The president and this reporter briefly touched upon several topics:
On ESPN The Magazine’s May issue that featured Maya Moore and other present and past stars on its cover: “It’s the hot topic.” She pointed out that the cover alone was impressive: “It’s clear that there is a fascination, a real embrace of the WNBA and women’s professional basketball.”
On the four-letter sports network: “It’s clear that they are absolutely committed to the WNBA,” said Borders on the network’s WNBA season slate of games.
On her “W” fist bump, which she introduced last month at this year’s draft: “That was intended. That excitement is authentic. I am a fan.”
On her 60 days (this Saturday) as president: “I’ve heard from my colleagues at the staff level in New York. Now we want to go to every team, the owners and the fans. Then we will know even more.”
Minnesota served as the first stop on Borders’ 12-city tour of her league’s 12 franchises. After that tour is complete, she believes she will have “a robust and comprehensive picture” of the WNBA.
Later, in response to a reporter’s question to players’ concerns about how the league is marketing them, Borders said, “That was constructive criticism. What we will do is start with social media. We’ve invited our players to reach back to their undergraduate programs or their home country if they are international. We’ve never done that before.
“We will start at an organic level. The folk that actually play the game know it the best,” said Borders, adding that the W’s marketing efforts will include using the Rio Olympics later this summer as a marketing platform because all 12 members of the USA team are WNBA players.

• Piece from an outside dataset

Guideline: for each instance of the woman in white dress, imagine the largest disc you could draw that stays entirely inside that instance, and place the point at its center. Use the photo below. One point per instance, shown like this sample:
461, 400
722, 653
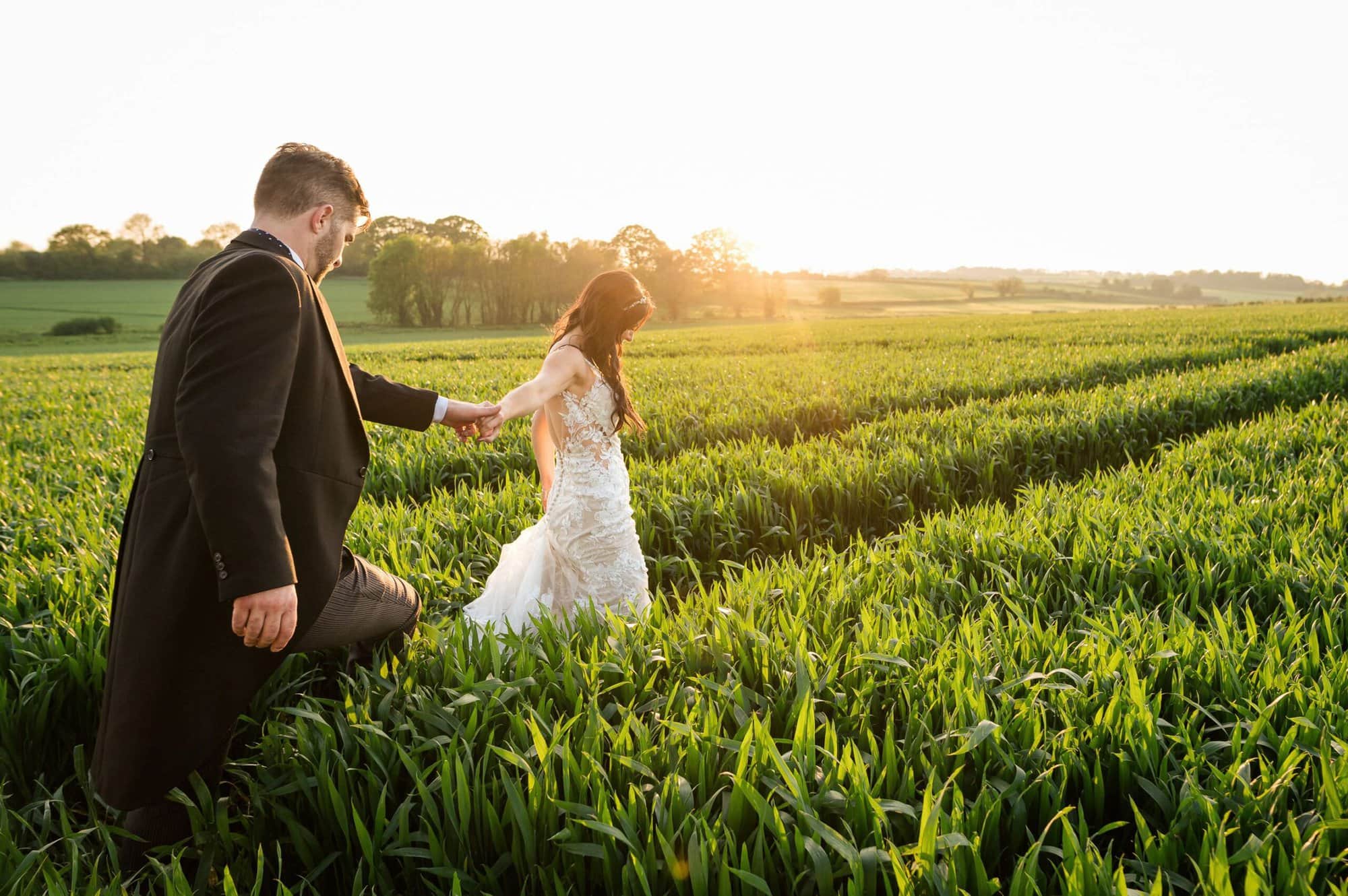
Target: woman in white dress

“You best believe we will be marketing that every day,” she pledged. “We will continue to pitch our stories about the league and all the special things we will be doing this season, including the Olympics.”
Finally, as Borders closed our one-on-one conversation, she said her job is simple: “We want to endure not just [for] another 20 years, but 120 years,” she declared. The WNBA after all is a business, and “My job is to drive revenue. My job is making sure that we bring in as much money as we possibly can.”